At 16, Clinton's political ambitions were already clear. "I knew I could be great in public service. I was fascinated by people, politics, and policy, and I thought I could make it without family wealth, or connections, or establishment southern positions on race and other issues. Of course it was improbable, but isn't that what America is all about?"

His college years are rendered in incredible detail, right down to specific exam questions and one professor's propensity for such withering marginalia as "capricious little bilge pump." Life at Oxford University, travels in Europe, the courting of Hillary (who repeatedly turned him down before accepting), and the dawn of his political career all make intriguing reading. So do Clinton's "dumb mistakes": raising car-license fees as Arkansas governor, and as president, going along with his staff consensus to request a special prosecutor in the Whitewater issue.

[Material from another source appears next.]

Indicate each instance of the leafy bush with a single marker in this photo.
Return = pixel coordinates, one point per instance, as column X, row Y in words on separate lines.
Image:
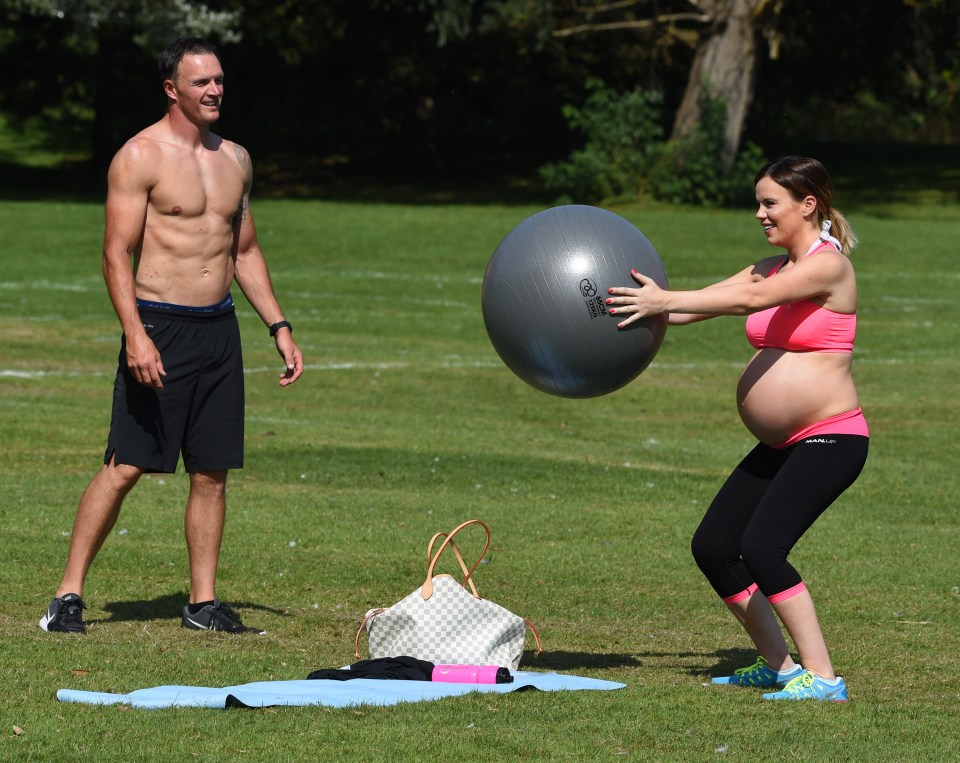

Clinton's own case against prosecutor Kenneth Starr, and his subsequent fight against impeachment, are clearly and convincingly set forth. He also dispenses some salvos in other directions: President Reagan's involvement in the Iran-Contra affair "might have led to his impeachment had the Democrats been half as ruthless as Newt Gingrich." The former President Bush's dispensing of pardons to six who had been indicted in the same scandal, plus a Cuban the FBI blieved guilty of several murders, meet with Clinton's disapproval as well.

World leaders figure prominently in "My Life," especially in Clinton's accounts of his efforts to bring together Yasir Arafat and Yitzhak Rabin (the latter reluctantly agreed to shake Arafat's hand, but insisted on "no kissing").

Ultimately, Clinton's zest for politics is very clear. When his term was over, he wrote, "I was going to miss my old job. I had loved being President, even on the bad days." But you have to wonder why, because there were lots and lots of bad days.

As Clinton grapples with Bosnia, tries to broker peace in the Middle East and in Ireland, deals with the disastrous FBI raid on the Branch Davidians at Waco, battles the NRA and a slew of political enemies at home, tries to advance an economic stimulus plan and a health-care package, and rushes to the rescue of Boris Yeltsin (who is "up to his neck in alligators"), the presidency doesn't look so enticing.